In his older age Pissarro suffered from a recurring eye infection that prevented him from working outdoors except in warm weather. As a result of this limitation, he began painting outdoor scenes while sitting at the window of hotel rooms, often choosing hotel rooms on upper levels to get a broader view. He moved around northern France and painted from hotels in Rouen, Paris, Le Havre and Dieppe. On his visits to London, he would do the same.

Pissarro died in Paris, from sepsis caused by a prostate abscess, on 13 November 1903, at the age of 73 and was buried in Père Lachaise Cemetery.

==Legacy and influence==

Camille Pissarro, c. 1900

During the period Pissarro exhibited his works, art critic Armand Silvestre had called Pissarro the "most real and most naive member" of the Impressionist group. His work has also been described by art historian Diane Kelder as expressing "the same quiet dignity, sincerity, and durability that distinguished his person." She adds that "no member of the group did more to mediate the internecine disputes that threatened at times to break it apart, and no one was a more diligent proselytizer of the new painting."

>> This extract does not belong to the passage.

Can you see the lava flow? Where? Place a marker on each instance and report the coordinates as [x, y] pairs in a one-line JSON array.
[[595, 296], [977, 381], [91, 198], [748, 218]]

According to Pissarro's son, Lucien, his father painted regularly with Cézanne beginning in 1872. He recalls that Cézanne walked a few miles to join Pissarro at various settings in Pontoise. While they shared ideas during their work, the younger Cézanne wanted to study the countryside through Pissarro's eyes, as he admired Pissarro's landscapes from the 1860s. Cézanne, although only nine years younger than Pissarro, said that "he was a father for me. A man to consult and a little like the good Lord."

Lucien Pissarro was taught painting by his father, and described him as a "splendid teacher, never imposing his personality on his pupil." Gauguin, who also studied under him, referred to Pissarro "as a force with which future artists would have to reckon". Art historian Diane Kelder notes that it was Pissarro who introduced Gauguin, who was then a young stockbroker studying to become an artist, to Degas and Cézanne. Gauguin, near the end of his career, wrote a letter to a friend in 1902, shortly before Pissarro's death:

"If we observe the totality of Pissarro's work, we find there, despite fluctuations, not only an extreme artistic will, never belied, but also an essentially intuitive, purebred art ... He was one of my masters and I do not deny him."

The American impressionist Mary Cassatt, who at one point lived in Paris to study art, and joined his Impressionist group, noted that he was "such a teacher that he could have taught the stones to draw correctly."

Caribbean author and scholar Derek Walcott based his book-length poem, Tiepolo's Hound (2000), on Pissarro's life.

Camille Pissarro is a pivotal character in the historical fiction novels, The Dream Collector, Books I & II by R.w. Meek, depicting his major role among the Impressionists and his open-mindedness toward the Post-Impressionist art of Georges Seurat, Paul Gauguin and Vincent van Gogh.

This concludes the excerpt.